About 614 detainees held at the detention center since it opened in 2002 have been sent home or resettled in third countries by the George W. Bush and Obama administrations, according to the most recent version of a biannual report published by the Office of the Director of National Intelligence and required by Congress. Of those, 104 — 16.9 percent — are confirmed to have returned to terrorist activity of some kind, the report says. An additional 74 former detainees — 12.1 percent — are suspected of engaging in terrorist activities, defense officials say.
The military says it uses fingerprints, DNA analysis and "well-collaborated intelligence reporting" to verify who has rejoined al-Qaida and other terrorist organizations, the office said in a fact sheet published in 2009.
The detainee statistics released by the Pentagon have been challenged. In particular, a project conducted at Seton Hall University suggested that evidence against former detainees listed in the "suspected" category was sometimes flimsy. Seton Hall also highlighted a number of past detainees who started careers as diplomats, businessmen and in other civilian jobs.

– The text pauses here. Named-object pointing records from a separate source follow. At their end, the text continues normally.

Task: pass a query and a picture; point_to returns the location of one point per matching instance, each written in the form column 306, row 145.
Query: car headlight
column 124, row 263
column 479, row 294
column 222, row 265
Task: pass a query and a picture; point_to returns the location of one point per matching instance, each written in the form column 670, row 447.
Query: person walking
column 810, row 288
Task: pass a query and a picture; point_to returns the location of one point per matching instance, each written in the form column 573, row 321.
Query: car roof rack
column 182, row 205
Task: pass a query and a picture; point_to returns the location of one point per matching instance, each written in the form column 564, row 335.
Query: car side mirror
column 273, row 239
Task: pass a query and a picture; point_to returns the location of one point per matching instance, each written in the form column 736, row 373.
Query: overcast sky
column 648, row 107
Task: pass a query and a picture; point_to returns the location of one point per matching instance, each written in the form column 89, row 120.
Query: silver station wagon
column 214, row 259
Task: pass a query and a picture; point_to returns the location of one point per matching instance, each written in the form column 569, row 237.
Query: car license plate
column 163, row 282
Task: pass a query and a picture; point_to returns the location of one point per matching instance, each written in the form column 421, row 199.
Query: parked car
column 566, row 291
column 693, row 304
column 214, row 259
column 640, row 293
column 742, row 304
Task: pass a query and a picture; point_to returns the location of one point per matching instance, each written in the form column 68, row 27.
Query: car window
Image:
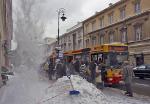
column 148, row 67
column 142, row 67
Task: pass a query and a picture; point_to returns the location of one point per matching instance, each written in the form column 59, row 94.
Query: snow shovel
column 73, row 91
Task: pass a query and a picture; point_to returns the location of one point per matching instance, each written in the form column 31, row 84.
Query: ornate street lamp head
column 63, row 17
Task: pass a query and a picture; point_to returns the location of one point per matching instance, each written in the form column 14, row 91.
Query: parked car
column 142, row 71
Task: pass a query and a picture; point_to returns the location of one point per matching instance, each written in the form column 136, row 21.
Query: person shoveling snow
column 60, row 92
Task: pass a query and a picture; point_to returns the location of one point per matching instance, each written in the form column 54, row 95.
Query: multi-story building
column 47, row 42
column 6, row 30
column 73, row 38
column 127, row 21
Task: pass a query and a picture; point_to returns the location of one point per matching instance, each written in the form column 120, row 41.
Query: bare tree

The issue of tracking former prisoners has become current again as analysts assess the backgrounds of the five detainees released in exchange for Army Sgt. Bowe Bergdahl, who was freed Saturday in an elaborate swap with the Taliban. The sergeant was exchanged for five men who are considered by some critics of the deal to be at high risk of becoming involved in additional attacks against the United States and its allies.
"I am eager to learn what precise steps are being taken to ensure that these vicious and violent Taliban extremists never return to the fight," said Sen. John McCain, R-Ariz.